Saturday, November 16, 2024

Nenu Student Sir Movie Review: A half-hearted, hodgepodge film- Cinema express

Much like Goutham Tinnanuri’s Jersey, the story of Nenu Student Sir (differences notwithstanding) is bookended by the pursuit and the eventual possession of a certain object. If it is the prized Indian cricket team jersey in the former, in the latter, it is an iPhone. Not just any iPhone, but a black iPhone, 64 GB, 12 series, 89, 999 rupees. These four details, parroted in this very order, are heard in multiple dialogues throughout the film — presumably to make the penny-stretching, middle-class origins of the film’s protagonist Subba Rao alias Subbu (Ganesh Bellamkonda), loud and clear. Subbu, in the first few minutes of the film, is shown doing all kinds of odd jobs for months to rake up the money he needs to buy the iPhone. He refuses money from his parents, saying, “The phone is not a need but a want, so I want to buy it myself.” The want and need of the film at large are never quite clear, for it is content with providing information when it should have really opted the path of persuasion.  

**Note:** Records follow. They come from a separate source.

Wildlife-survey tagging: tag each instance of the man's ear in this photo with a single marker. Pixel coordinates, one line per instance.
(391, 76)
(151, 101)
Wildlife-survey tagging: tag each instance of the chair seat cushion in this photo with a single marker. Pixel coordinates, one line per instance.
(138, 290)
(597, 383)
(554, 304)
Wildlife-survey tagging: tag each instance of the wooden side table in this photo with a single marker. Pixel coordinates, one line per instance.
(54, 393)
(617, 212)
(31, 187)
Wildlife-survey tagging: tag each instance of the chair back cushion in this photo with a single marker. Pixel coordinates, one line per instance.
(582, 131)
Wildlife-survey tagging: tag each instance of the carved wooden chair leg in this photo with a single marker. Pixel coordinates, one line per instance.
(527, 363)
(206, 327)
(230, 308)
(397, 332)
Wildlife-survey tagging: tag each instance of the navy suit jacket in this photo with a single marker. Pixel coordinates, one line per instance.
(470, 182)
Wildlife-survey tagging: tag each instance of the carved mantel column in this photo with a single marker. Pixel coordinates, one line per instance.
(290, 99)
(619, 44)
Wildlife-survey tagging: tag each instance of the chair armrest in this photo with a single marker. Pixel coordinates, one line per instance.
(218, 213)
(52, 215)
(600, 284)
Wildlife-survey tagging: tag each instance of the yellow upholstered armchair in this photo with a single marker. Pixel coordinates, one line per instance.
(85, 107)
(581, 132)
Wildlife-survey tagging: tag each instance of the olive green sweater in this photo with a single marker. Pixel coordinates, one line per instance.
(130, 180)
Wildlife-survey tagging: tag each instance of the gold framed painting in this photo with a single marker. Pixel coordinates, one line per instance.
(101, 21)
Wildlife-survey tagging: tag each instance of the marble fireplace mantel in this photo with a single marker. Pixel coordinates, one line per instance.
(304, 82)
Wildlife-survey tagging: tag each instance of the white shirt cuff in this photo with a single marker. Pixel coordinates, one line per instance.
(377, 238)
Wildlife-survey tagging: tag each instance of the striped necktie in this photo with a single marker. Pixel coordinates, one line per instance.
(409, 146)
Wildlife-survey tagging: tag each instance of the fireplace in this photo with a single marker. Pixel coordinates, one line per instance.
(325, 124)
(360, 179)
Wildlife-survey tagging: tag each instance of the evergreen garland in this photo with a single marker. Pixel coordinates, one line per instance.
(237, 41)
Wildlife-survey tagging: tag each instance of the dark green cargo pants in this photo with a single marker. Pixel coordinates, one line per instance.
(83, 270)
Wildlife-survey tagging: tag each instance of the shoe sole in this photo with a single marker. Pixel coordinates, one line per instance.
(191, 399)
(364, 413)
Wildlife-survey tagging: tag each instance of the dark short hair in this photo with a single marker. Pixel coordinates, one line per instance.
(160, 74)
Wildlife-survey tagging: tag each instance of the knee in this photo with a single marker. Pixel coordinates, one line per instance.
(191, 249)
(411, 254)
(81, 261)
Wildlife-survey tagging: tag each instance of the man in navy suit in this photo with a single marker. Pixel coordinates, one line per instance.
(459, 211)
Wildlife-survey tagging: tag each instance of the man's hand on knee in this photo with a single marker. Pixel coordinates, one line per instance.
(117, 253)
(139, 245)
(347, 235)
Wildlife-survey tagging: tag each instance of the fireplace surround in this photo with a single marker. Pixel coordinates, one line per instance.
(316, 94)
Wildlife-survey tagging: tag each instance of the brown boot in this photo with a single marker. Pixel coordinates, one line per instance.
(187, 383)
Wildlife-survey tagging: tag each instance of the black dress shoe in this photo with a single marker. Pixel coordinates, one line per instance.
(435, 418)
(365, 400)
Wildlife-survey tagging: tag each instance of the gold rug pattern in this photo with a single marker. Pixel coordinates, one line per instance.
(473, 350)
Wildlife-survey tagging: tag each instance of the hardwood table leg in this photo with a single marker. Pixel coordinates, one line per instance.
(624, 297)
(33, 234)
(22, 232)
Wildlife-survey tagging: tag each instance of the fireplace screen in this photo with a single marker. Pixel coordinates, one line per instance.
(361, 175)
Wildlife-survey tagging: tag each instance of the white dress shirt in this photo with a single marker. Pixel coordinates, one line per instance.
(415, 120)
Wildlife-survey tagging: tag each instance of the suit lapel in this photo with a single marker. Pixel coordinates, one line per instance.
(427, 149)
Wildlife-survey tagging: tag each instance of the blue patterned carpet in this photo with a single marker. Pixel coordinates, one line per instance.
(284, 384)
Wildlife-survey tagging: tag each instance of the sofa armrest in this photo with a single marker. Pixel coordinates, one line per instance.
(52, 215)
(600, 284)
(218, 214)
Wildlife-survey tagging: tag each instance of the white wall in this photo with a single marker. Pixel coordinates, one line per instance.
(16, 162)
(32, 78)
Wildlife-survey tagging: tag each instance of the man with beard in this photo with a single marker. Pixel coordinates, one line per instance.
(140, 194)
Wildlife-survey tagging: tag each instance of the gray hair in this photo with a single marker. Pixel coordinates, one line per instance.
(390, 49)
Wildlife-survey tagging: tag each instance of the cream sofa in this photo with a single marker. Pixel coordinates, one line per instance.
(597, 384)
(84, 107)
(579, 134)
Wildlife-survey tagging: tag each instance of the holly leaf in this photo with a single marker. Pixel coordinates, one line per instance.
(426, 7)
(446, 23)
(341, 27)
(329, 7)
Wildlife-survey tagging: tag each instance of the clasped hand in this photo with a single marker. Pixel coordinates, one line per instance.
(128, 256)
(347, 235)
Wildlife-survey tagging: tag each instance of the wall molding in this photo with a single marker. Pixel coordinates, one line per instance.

Cast – Ganesh Bellamkonda, Avantika Dassani, Samuthirakani, Sunil, Srikanth Iyengar 

Director – Rakhi Uppalapati

The persuasion could have come in handy, when Subbu, a grown adult male, names his phone Bujji and calls it his younger brother. Or when Sruthi (Avantika Dassani), who falls in love with Subbu, does not get angry when she learns that Subbu wanted her to retrieve his lost iPhone that her father  (Samuthirakani, a police commissioner) is somehow responsible for. Or when we are expected to understand that Samuthirakani’s and Avantika’s characters are Tamilians because they shift gears from Telugu twice in the film and drop words like appa and Muruga. With the notable exception of Maa Vintha Gaadha Vinuma, no Telugu film, to the best of my memory, has quite gotten the depiction of Hyderabad-based Tamilians right. The haphazardness involved in assigning two characters a specific ethnicity is only emblematic of the rest of the film’s storytelling (or lack thereof). 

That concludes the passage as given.